NOTE that this session and the one next week are at 1 PM EST as usual, but this means they are an hour earlier than usual for Europe (7 PM in Bucharest). America moves to Daylight Saving Time two weeks before Europe does.
We are using the same link as in the fall. If you don’t have it, email us at email@example.com.
DATE: Tuesday, March 16
TIME: 1 PM Princeton time (EST) / 7 PM Bucharest time (GMT+2)
PANEL: Cudworth on Matter, Mind, Animals, and Selves
SPEAKERS: Anna Corrias (University of Toronto), Matthew Leisinger (York University), Marleen Rozemond (University of Toronto)
Cudworth against Thinking Matter
Marleen Rozemond, University of Toronto
In his True Intellectual System of the Universe, Cudworth argued energetically and extensively against the possibility of thinking matter.
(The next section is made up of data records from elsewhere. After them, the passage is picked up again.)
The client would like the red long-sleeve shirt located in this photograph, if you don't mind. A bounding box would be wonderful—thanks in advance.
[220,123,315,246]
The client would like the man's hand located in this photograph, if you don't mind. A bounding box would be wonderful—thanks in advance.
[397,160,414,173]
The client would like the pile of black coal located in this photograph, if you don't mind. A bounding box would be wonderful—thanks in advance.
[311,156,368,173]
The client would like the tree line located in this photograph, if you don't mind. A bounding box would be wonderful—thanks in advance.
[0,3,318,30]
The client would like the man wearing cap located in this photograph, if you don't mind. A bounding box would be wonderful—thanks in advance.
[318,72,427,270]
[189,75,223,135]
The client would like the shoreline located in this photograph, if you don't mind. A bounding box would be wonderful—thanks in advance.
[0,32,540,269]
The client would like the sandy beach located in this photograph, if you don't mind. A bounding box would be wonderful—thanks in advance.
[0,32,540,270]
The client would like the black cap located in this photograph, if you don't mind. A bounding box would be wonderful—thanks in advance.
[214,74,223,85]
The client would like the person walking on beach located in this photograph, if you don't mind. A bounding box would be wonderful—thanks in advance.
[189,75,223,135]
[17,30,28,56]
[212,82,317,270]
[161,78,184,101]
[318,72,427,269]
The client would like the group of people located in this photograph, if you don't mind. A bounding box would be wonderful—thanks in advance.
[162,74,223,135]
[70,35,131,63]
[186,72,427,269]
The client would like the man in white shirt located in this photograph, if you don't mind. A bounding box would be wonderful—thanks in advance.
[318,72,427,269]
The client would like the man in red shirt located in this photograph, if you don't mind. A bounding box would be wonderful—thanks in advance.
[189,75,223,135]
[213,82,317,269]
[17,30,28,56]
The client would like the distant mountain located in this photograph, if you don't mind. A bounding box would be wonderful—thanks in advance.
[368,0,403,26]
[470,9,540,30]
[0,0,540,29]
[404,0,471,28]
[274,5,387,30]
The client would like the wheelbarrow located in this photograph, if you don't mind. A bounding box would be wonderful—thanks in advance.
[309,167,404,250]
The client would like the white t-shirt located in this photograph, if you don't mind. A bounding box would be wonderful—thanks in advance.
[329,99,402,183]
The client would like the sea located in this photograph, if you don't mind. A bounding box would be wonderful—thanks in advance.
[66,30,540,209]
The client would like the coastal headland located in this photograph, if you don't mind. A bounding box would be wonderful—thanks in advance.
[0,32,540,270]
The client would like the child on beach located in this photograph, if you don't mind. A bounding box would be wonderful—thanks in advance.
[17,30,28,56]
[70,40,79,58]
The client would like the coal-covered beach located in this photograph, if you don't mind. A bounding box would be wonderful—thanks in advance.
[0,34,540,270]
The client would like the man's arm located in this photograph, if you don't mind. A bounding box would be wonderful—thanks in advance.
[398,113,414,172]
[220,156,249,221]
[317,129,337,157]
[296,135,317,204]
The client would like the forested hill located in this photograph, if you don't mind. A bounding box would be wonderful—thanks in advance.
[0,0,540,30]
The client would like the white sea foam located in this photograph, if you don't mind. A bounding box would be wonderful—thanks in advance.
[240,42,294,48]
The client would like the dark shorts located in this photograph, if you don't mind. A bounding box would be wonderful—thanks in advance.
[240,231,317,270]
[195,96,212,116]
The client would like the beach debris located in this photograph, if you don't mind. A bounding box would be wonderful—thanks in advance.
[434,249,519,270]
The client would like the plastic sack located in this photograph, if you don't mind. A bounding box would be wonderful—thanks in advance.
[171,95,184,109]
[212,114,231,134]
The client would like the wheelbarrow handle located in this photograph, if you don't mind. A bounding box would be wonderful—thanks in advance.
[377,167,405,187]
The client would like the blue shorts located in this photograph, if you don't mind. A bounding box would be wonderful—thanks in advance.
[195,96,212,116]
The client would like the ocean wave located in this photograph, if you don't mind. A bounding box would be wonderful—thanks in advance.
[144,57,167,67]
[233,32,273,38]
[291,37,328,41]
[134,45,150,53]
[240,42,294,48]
He did so by relying on a mechanistic, or what he called “atomistic” notion of matter and the Cartesian line of thought that the properties or states of matter must be modification of its nature. Mental states fail this test. Central to his argument is his reliance on the “ex nihilo” principle: nothing can come from nothing.
Cudworth on the Souls of Animals and their Afterlife
Anna Corrias, Marie Skłodowska-Curie Postdoctoral Fellow, University of Toronto.
Against Descartes’s notorious view (as received by his contemporaries) that animals are machines, Cudworth argues that animals share with humans the sensitive and vegetative faculties of the soul. Being incapable of thinking, animal souls are certainly epistemologically inferior to human souls. However, they are no less substantial. Against those who argue that substantiality implies immortality, Cudworth presents a rich account of the afterlife of animal souls which, he says, survive the death of the body but only for a short period of time.
Cudworth’s Theory of the Self
Matthew Leisinger, York University
In his (largely unpublished) freewill manuscripts, Cudworth develops a novel theory of the self, which he identifies with “the soul as comprehending itself” or “the whole soul reduplicated upon itself”. I focus in particular on the relationship between Cudworth’s theory of the self and his views about reflective consciousness, reflection, and consciousness. I argue for three key claims: (i) reflective consciousness is partially constitutive of the Cudworthian self; (ii) the Cudworthian self is able to reflect upon itself; (iii) not all conscious states of the soul properly constitute the Cudworthian self.